Je lui raconte l'intégralité de ma soirée, du moment où je suis sortie en douce de chez moi à celui où j'ai passé le pied de sa porte. Elle ne m'interrompt pas une seule fois.
Je suis presque essoufflée lorsque j'arrive au bout de mon histoire. La raconter à haute voix renforce mon amertume. Tout s'est réellement passé.

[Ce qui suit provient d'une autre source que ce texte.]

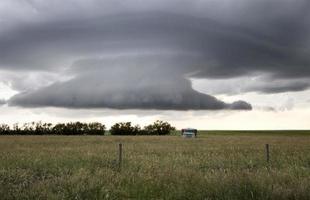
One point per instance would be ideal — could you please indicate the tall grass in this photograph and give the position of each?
(155, 167)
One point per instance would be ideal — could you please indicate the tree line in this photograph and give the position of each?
(79, 128)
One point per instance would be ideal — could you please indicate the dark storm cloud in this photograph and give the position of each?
(127, 90)
(140, 55)
(2, 102)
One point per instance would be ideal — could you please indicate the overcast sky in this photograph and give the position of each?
(213, 64)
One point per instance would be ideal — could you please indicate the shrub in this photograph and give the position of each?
(125, 128)
(159, 128)
(39, 128)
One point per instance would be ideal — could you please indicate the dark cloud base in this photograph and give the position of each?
(167, 96)
(142, 58)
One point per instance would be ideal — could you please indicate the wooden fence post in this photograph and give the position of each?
(120, 155)
(267, 153)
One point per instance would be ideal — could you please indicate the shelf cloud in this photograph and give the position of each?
(142, 55)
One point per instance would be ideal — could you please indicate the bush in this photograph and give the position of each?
(159, 128)
(39, 128)
(125, 128)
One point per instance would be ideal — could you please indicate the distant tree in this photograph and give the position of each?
(4, 129)
(125, 128)
(159, 128)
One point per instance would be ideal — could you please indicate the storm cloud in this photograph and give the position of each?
(143, 55)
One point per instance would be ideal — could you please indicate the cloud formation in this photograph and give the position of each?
(142, 54)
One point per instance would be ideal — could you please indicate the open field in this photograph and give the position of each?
(217, 165)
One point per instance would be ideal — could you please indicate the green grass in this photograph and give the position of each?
(216, 165)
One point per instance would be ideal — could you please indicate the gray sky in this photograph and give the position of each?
(155, 57)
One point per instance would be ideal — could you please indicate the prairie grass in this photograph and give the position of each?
(216, 165)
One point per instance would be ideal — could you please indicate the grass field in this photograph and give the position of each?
(217, 165)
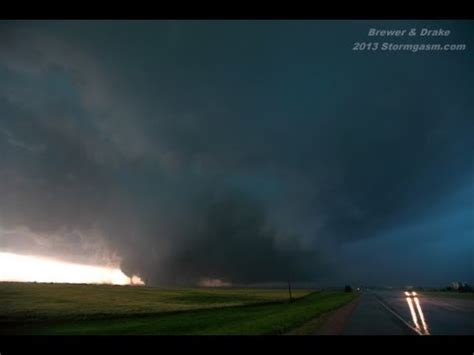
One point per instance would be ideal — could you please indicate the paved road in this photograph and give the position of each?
(389, 313)
(371, 318)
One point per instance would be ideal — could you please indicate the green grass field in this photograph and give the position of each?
(28, 308)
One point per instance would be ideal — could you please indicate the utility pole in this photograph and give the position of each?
(289, 290)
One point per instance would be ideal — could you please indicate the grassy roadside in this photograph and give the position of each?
(25, 302)
(275, 318)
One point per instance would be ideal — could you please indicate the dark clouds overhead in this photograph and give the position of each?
(245, 151)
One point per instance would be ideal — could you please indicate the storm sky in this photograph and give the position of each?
(245, 151)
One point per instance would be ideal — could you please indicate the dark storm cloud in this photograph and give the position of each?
(242, 151)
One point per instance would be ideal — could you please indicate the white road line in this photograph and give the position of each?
(399, 317)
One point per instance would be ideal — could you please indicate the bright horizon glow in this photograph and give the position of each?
(22, 268)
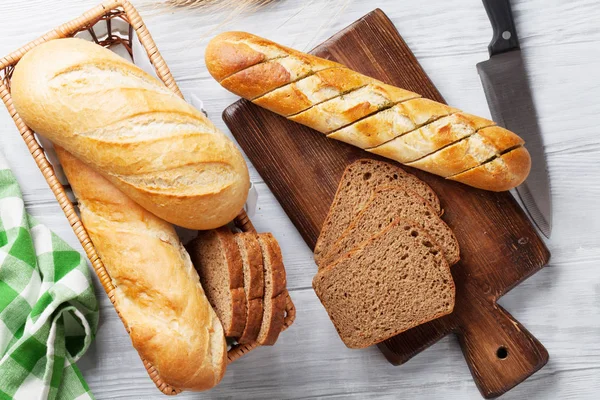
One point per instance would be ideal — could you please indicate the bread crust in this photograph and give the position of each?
(321, 290)
(269, 334)
(235, 324)
(138, 251)
(329, 234)
(357, 226)
(469, 152)
(275, 296)
(367, 113)
(160, 151)
(502, 173)
(253, 284)
(253, 321)
(392, 123)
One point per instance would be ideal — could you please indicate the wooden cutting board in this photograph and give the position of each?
(499, 246)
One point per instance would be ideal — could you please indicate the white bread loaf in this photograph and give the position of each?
(160, 151)
(367, 113)
(157, 290)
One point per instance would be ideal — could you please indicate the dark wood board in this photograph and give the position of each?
(499, 246)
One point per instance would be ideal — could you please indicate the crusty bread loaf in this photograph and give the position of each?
(395, 281)
(367, 113)
(387, 204)
(357, 185)
(160, 151)
(274, 290)
(254, 282)
(217, 259)
(155, 283)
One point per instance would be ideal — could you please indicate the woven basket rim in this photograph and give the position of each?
(88, 19)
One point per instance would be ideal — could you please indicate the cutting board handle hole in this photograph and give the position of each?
(502, 353)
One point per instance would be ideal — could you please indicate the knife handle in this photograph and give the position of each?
(505, 34)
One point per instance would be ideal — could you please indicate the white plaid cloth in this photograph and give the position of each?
(48, 311)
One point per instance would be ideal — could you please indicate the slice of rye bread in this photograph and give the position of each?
(359, 181)
(217, 259)
(393, 282)
(387, 204)
(275, 292)
(252, 261)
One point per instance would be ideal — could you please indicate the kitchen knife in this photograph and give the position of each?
(509, 97)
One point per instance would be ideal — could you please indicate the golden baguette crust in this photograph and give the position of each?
(470, 152)
(164, 154)
(431, 137)
(357, 109)
(317, 88)
(502, 173)
(155, 283)
(259, 79)
(340, 111)
(391, 123)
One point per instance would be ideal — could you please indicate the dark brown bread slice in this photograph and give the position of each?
(395, 281)
(217, 259)
(356, 187)
(252, 262)
(275, 283)
(387, 204)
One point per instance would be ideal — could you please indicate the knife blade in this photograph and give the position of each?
(508, 94)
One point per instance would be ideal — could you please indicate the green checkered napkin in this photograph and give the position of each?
(48, 311)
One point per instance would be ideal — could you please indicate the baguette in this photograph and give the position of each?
(157, 291)
(160, 151)
(367, 113)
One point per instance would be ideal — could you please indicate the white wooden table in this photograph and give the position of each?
(560, 305)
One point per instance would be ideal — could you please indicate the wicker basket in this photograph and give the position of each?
(105, 13)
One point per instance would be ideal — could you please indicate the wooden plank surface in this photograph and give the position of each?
(499, 246)
(560, 305)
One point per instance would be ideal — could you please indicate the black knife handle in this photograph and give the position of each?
(505, 34)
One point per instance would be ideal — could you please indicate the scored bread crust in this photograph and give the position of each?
(381, 173)
(361, 111)
(504, 171)
(322, 288)
(421, 213)
(120, 120)
(235, 323)
(253, 284)
(275, 293)
(154, 280)
(470, 152)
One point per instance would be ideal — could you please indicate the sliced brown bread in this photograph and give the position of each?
(387, 204)
(217, 259)
(275, 292)
(356, 187)
(252, 261)
(395, 281)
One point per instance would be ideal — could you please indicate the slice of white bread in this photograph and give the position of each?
(274, 290)
(252, 261)
(387, 204)
(395, 281)
(216, 257)
(359, 181)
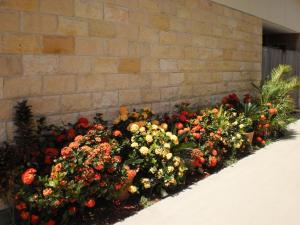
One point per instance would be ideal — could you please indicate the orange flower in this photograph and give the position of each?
(34, 219)
(21, 206)
(50, 222)
(24, 215)
(66, 151)
(47, 192)
(90, 203)
(215, 111)
(28, 176)
(117, 133)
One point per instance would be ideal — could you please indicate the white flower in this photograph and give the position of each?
(134, 145)
(132, 189)
(167, 145)
(134, 128)
(164, 126)
(144, 150)
(142, 129)
(149, 138)
(154, 127)
(170, 169)
(169, 155)
(169, 134)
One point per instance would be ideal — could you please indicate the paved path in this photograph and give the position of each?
(262, 189)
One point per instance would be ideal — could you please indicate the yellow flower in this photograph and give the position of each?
(144, 150)
(134, 128)
(123, 117)
(164, 126)
(156, 122)
(149, 138)
(170, 169)
(169, 155)
(167, 145)
(123, 110)
(117, 120)
(132, 189)
(146, 183)
(134, 145)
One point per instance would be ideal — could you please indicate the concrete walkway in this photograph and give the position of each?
(262, 189)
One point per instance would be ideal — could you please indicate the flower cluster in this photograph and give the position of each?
(159, 168)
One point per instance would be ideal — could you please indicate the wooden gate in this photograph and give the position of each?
(272, 57)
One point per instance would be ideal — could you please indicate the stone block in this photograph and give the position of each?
(76, 102)
(129, 65)
(60, 7)
(74, 64)
(22, 5)
(10, 65)
(39, 65)
(53, 85)
(106, 99)
(72, 26)
(103, 29)
(89, 46)
(58, 45)
(39, 23)
(20, 43)
(105, 65)
(92, 9)
(115, 13)
(9, 21)
(88, 83)
(22, 87)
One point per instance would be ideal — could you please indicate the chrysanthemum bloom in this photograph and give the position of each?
(28, 176)
(21, 206)
(34, 219)
(47, 192)
(66, 151)
(90, 203)
(24, 215)
(50, 222)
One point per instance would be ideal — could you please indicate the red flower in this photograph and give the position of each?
(182, 118)
(28, 176)
(51, 151)
(83, 123)
(21, 206)
(90, 203)
(48, 160)
(34, 219)
(66, 151)
(71, 133)
(50, 222)
(72, 210)
(24, 215)
(179, 126)
(117, 133)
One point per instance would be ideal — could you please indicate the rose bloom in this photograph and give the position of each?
(47, 192)
(90, 203)
(50, 222)
(21, 206)
(34, 219)
(28, 176)
(66, 151)
(144, 150)
(24, 215)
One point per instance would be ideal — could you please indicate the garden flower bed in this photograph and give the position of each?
(89, 172)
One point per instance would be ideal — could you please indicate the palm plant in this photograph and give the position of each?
(276, 91)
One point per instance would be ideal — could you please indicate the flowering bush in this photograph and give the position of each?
(152, 156)
(86, 170)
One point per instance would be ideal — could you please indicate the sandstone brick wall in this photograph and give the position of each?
(78, 57)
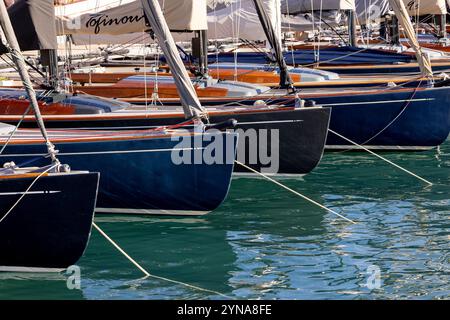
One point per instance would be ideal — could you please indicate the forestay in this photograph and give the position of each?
(238, 19)
(306, 6)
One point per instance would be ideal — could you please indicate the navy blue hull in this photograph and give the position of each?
(300, 133)
(139, 176)
(50, 226)
(395, 119)
(405, 120)
(331, 56)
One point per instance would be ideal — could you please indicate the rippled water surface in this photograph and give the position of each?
(264, 242)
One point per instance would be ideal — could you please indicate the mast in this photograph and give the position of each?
(18, 59)
(200, 51)
(49, 59)
(275, 43)
(403, 17)
(351, 23)
(189, 100)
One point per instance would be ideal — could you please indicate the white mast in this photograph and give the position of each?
(14, 49)
(403, 17)
(189, 100)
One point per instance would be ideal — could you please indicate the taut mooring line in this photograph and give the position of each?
(382, 158)
(295, 192)
(147, 274)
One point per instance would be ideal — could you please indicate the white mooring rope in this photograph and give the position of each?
(147, 274)
(382, 158)
(295, 192)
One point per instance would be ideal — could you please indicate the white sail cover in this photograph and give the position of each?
(113, 17)
(188, 97)
(371, 10)
(238, 19)
(305, 6)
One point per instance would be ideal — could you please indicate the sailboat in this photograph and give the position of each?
(302, 131)
(143, 171)
(46, 218)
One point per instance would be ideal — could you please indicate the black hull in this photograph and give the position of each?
(301, 139)
(50, 227)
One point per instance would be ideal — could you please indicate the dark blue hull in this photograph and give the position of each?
(50, 227)
(391, 119)
(331, 56)
(139, 176)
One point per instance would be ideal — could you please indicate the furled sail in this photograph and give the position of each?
(239, 19)
(30, 22)
(403, 17)
(275, 43)
(188, 97)
(128, 17)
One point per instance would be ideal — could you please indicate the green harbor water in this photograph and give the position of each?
(265, 242)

Je finis par lever les yeux vers elle, dans l'attente d'une quelconque réaction. Cependant, elle ne dit rien. Elle reste silencieuse, se contentant de jouer avec l'élastique qu'elle a autour du poignet.Je laisse alors mon regard se balader à l'intérieur de sa chambre. Il n'y a pas grandes différences, elle est semblable à mes souvenirs mis à part un ou deux nouveaux posters ainsi que de nouveaux rideaux. Mes yeux sont attirés par les quelques photos affichées derrière la porte. Elle les avaient affichées il y a une paire d'année et n'a jamais trouver la foi depuis de les actualiser. Cependant, aujourd'hui, j'en discerne des nouvelles. Je me lève pour m'approcher et constate que je suis encore sur l'une d'entre elle. Mon cœur se réchauffe. On nous voit, Ani et moi, sur la banquette d'un fast-food de Promance. On brandit toutes les deux fièrement nos milkshakes respectifs, souriant à s'en arracher les lèvres. Mes yeux sont clos. A tous les coups, j'ai du lui hurler de l'effacer. Visiblement, elle ne m'a pas écouté.
-Je t'avais poussé à sécher le cours de sport ce jour-là.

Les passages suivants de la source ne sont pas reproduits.